Wajdi Mouawad n’est plus un inconnu. L’auteur-metteur en scène est même en quelque sorte « une star » désormais, dans un milieu théâtral qui en est plutôt avare. « Une star », le mot est discutable, et Wajdi Mouawad serait le premier à le récuser. Mais quand on voit l’engouement du public à chacune de ses pièces, les salles combles et les spectateurs debout pour l’ovationner, alors c’est ce mot qui vient à l’esprit. Et pourtant, quand Pierre Ascaride, le directeur du Théâtre 71 l’a accueilli pour la première fois dans son théâtre de Malakoff, en 1999, le nom de Wajdi Mouawad n’avait pas encore ce pouvoir exceptionnel de rassemblement.
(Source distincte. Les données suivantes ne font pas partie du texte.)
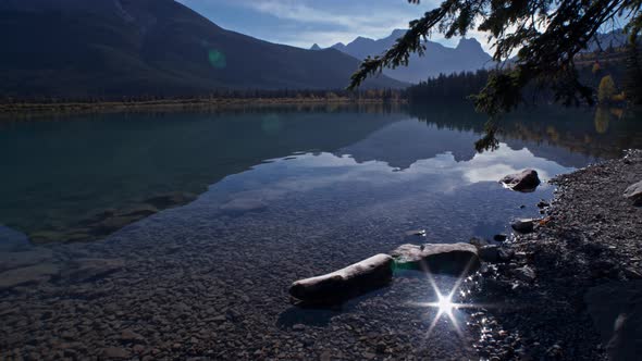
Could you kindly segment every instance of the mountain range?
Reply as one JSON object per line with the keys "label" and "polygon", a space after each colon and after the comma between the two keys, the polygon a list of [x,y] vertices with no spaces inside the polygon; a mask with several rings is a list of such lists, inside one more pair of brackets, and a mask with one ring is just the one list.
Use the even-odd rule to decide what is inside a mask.
{"label": "mountain range", "polygon": [[[347,45],[337,42],[330,49],[336,49],[363,60],[368,55],[380,55],[405,33],[406,30],[395,29],[390,36],[376,40],[358,37]],[[427,48],[424,57],[412,54],[408,66],[395,70],[386,69],[383,74],[402,82],[419,83],[440,74],[477,71],[494,65],[492,57],[483,50],[481,43],[474,38],[460,39],[456,48],[448,48],[434,41],[425,41],[424,45]]]}
{"label": "mountain range", "polygon": [[[0,96],[344,88],[359,60],[223,29],[174,0],[0,0]],[[365,87],[406,84],[382,75]]]}

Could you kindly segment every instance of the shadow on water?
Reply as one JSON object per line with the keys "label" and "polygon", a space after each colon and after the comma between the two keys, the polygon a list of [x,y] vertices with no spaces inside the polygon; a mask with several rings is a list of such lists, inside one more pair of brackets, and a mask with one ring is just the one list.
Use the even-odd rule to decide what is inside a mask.
{"label": "shadow on water", "polygon": [[[430,129],[415,132],[408,116]],[[503,120],[491,142],[528,147],[535,157],[580,167],[619,157],[621,149],[642,148],[640,117],[639,110],[542,107]],[[350,154],[357,163],[381,161],[398,171],[444,152],[457,162],[470,161],[484,123],[469,104],[264,107],[2,121],[0,162],[7,176],[0,179],[0,223],[35,242],[103,238],[187,204],[230,175],[292,154]]]}
{"label": "shadow on water", "polygon": [[374,297],[385,297],[385,294],[388,290],[390,286],[386,286],[380,289],[367,291],[360,296],[344,300],[343,302],[295,304],[279,315],[276,325],[283,329],[292,328],[297,324],[325,327],[330,324],[332,318],[341,314],[353,313],[360,302],[367,301]]}

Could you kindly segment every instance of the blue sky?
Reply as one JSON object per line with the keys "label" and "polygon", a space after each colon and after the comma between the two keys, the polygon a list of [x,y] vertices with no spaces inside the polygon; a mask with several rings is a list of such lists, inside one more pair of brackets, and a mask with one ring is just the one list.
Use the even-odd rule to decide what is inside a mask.
{"label": "blue sky", "polygon": [[[423,0],[178,0],[221,27],[295,47],[329,47],[357,36],[382,38],[441,1]],[[478,37],[480,41],[482,37]],[[432,40],[454,46],[458,40]],[[481,41],[482,43],[484,41]]]}

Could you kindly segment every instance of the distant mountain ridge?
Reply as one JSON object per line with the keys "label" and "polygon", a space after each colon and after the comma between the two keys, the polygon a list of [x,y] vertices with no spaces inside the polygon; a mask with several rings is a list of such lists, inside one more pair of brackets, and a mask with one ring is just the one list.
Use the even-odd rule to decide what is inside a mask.
{"label": "distant mountain ridge", "polygon": [[[382,39],[357,37],[348,45],[337,42],[331,48],[363,60],[368,55],[375,57],[383,53],[404,34],[406,30],[395,29],[390,36]],[[462,38],[456,48],[444,47],[434,41],[427,41],[425,46],[424,57],[413,54],[410,57],[407,67],[384,70],[383,74],[402,82],[419,83],[440,74],[471,72],[494,65],[492,57],[474,38]]]}
{"label": "distant mountain ridge", "polygon": [[0,97],[335,89],[359,64],[223,29],[174,0],[0,0]]}

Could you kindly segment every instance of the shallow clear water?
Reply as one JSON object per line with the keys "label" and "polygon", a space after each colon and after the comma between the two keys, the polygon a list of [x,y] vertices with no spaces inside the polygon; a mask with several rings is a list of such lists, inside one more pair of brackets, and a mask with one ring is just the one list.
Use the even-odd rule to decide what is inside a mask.
{"label": "shallow clear water", "polygon": [[[447,321],[427,335],[434,312],[412,307],[434,300],[422,276],[397,277],[343,310],[297,309],[287,286],[405,242],[506,233],[510,219],[538,215],[554,189],[513,192],[497,184],[504,175],[533,167],[547,180],[642,147],[635,114],[539,109],[504,120],[499,148],[477,153],[483,122],[459,104],[0,123],[0,254],[55,269],[0,287],[0,356],[100,356],[118,346],[131,356],[353,359],[376,353],[376,333],[394,335],[393,351],[470,357],[471,336]],[[163,195],[183,196],[150,203]],[[149,207],[153,214],[120,229],[94,234],[88,221]],[[92,240],[65,242],[79,233]],[[121,263],[74,275],[86,259]],[[0,273],[0,285],[10,276]],[[445,290],[453,283],[437,277]],[[123,340],[123,329],[143,335],[144,347]]]}

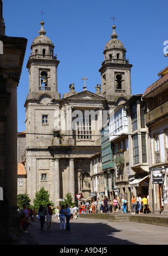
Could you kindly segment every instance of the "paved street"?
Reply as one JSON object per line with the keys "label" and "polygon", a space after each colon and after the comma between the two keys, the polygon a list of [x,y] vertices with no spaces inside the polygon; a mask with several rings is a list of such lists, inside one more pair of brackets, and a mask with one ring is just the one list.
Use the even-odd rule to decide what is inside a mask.
{"label": "paved street", "polygon": [[168,245],[168,227],[80,218],[71,220],[71,231],[60,233],[54,216],[52,230],[46,223],[43,231],[38,222],[32,223],[29,233],[24,234],[25,240],[20,239],[16,244]]}

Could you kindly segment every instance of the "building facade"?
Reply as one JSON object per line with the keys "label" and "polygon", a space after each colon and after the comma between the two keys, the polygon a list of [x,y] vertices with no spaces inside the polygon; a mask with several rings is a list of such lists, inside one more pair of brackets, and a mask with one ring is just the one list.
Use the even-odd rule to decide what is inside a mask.
{"label": "building facade", "polygon": [[151,170],[152,208],[156,212],[168,212],[168,67],[142,95],[146,104],[148,129],[149,167]]}
{"label": "building facade", "polygon": [[17,88],[24,62],[27,39],[5,35],[3,3],[0,1],[0,243],[11,242],[10,231],[20,227],[17,206]]}
{"label": "building facade", "polygon": [[113,26],[99,70],[102,90],[97,84],[93,93],[85,85],[77,92],[74,84],[71,84],[69,92],[61,98],[57,83],[59,61],[54,55],[54,44],[45,35],[44,21],[41,25],[27,65],[27,194],[32,203],[35,192],[43,186],[57,206],[68,191],[73,201],[76,194],[81,194],[84,200],[90,196],[88,159],[101,151],[100,131],[109,113],[130,96],[132,65],[125,60],[126,50]]}

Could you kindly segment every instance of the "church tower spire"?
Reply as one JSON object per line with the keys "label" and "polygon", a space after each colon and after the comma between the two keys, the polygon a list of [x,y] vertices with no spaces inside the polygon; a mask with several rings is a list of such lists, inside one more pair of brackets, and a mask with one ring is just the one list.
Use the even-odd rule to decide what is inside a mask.
{"label": "church tower spire", "polygon": [[38,95],[48,92],[53,94],[54,98],[58,98],[60,96],[58,93],[57,68],[59,61],[54,55],[54,44],[45,35],[43,20],[40,24],[39,35],[32,43],[31,53],[27,64],[29,92]]}
{"label": "church tower spire", "polygon": [[126,60],[126,49],[118,39],[116,26],[112,26],[111,39],[107,42],[104,50],[104,61],[99,71],[104,96],[118,105],[119,101],[125,101],[131,95],[130,69],[132,65]]}

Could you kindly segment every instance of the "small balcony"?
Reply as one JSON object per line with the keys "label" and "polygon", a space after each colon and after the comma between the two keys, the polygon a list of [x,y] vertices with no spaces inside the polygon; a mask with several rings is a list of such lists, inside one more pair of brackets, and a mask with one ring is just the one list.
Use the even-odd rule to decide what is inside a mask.
{"label": "small balcony", "polygon": [[40,91],[50,91],[50,87],[47,86],[39,86],[39,90]]}
{"label": "small balcony", "polygon": [[156,163],[160,162],[160,151],[155,151],[155,158]]}
{"label": "small balcony", "polygon": [[157,122],[168,114],[168,101],[161,104],[158,107],[155,107],[146,114],[146,120],[147,125],[150,124],[153,122]]}
{"label": "small balcony", "polygon": [[109,63],[116,63],[122,64],[129,64],[129,61],[127,60],[123,60],[122,59],[111,59],[110,60],[105,60],[102,62],[102,65],[104,64],[108,64]]}

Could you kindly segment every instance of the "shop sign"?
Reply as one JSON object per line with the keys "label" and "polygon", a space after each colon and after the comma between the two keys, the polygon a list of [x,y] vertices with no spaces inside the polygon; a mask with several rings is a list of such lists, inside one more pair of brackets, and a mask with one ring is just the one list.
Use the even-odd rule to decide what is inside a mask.
{"label": "shop sign", "polygon": [[163,183],[162,174],[153,174],[153,184],[162,184]]}

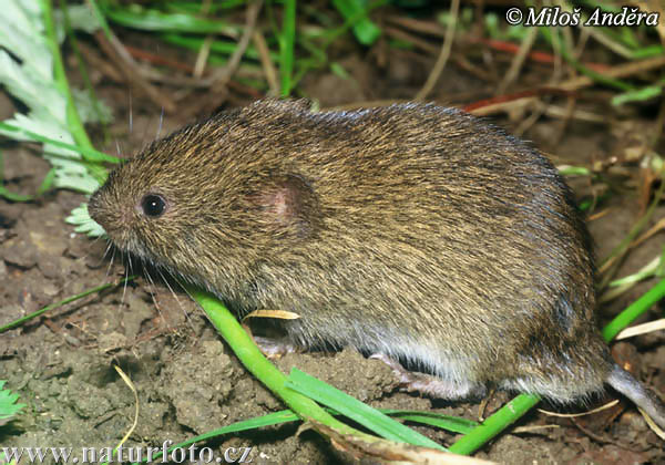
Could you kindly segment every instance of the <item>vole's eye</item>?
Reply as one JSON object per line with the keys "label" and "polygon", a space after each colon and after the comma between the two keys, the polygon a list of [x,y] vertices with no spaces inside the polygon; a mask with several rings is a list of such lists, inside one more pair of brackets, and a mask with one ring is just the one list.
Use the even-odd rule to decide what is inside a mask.
{"label": "vole's eye", "polygon": [[151,218],[158,218],[166,210],[166,200],[157,194],[147,194],[141,200],[143,213]]}

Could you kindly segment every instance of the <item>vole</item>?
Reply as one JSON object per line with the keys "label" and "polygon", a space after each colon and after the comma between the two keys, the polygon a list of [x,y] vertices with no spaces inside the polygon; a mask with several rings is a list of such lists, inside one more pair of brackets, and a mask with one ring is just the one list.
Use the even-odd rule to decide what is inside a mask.
{"label": "vole", "polygon": [[451,400],[500,388],[569,403],[607,383],[665,427],[597,331],[570,188],[461,111],[259,101],[153,142],[89,211],[120,249],[241,316],[299,314],[282,323],[297,347],[355,347]]}

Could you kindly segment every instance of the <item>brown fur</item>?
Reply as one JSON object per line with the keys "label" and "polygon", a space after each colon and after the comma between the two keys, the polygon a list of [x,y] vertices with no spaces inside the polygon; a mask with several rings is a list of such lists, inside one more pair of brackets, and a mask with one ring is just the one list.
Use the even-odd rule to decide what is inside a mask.
{"label": "brown fur", "polygon": [[[141,209],[147,193],[166,200],[158,218]],[[257,102],[154,142],[90,213],[121,249],[241,314],[299,313],[294,342],[410,361],[452,397],[494,385],[567,402],[621,370],[570,189],[456,110]]]}

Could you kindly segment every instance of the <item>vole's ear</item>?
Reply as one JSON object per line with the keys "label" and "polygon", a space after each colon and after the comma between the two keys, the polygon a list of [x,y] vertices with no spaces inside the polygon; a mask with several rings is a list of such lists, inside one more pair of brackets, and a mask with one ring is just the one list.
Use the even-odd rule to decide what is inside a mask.
{"label": "vole's ear", "polygon": [[303,239],[316,229],[319,209],[309,184],[299,176],[270,176],[250,196],[258,220],[277,236]]}

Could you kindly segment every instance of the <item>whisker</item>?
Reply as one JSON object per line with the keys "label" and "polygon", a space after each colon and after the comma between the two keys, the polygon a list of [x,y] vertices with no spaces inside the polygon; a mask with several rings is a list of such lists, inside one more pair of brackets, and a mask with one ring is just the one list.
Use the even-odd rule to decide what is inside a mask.
{"label": "whisker", "polygon": [[162,135],[163,124],[164,124],[164,106],[162,106],[162,113],[160,113],[160,124],[157,126],[157,134],[156,134],[155,138],[160,138],[160,136]]}

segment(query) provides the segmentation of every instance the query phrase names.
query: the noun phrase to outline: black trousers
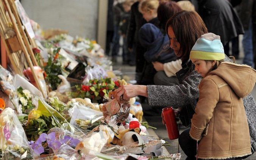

Son statut d’artiste associé au dernier festival d’Avignon a achevé de le porter au sommet. Celui de la reconnaissance critique et de l’appropriation du public. Car Wajdi Mouawad est désormais à tout le monde. Populaire, dans le sens le plus noble du terme. Après avoir présenté la trilogie du « Sang des promesses » dans la cour d’honneur du Palais des Papes, il reprend ici « Littoral », le premier volet. Une pièce de jeunesse qui explose déjà de la fougue verbale qui fait l’identité de l’écriture de Wajdi Mouawad. Une pièce qui respire l’urgence de dire et de jouer. Encore aujourd’hui. Recréé plus de dix ans après, « Littoral » raconte l’histoire d’un jeune homme en quête d’une sépulture pour enterrer son père. En cherchant une tombe, c’est à la rencontre de ses origines qu’il parvient. Une thématique identitaire chère à Wajdi Mouawad puisqu’elle est le ciment de toute son œuvre. Quant à la mise en scène, toute en fluidité, énergie généreuse et économie de moyens, elle est impressionnante d’ingéniosité et de justesse. L’utilisation de la peinture donne des couleurs à la douleur, et la flexibilité à passer d’un registre à l’autre (du dramatique au comique) en une pirouette, permet d’échapper au pathos qui pointe. On est pris dans un mouvement perpétuel qui décrasse les émotions et redonne tout son sens à la valeur cathartique du théâtre. On en sort paradoxalement vivifié.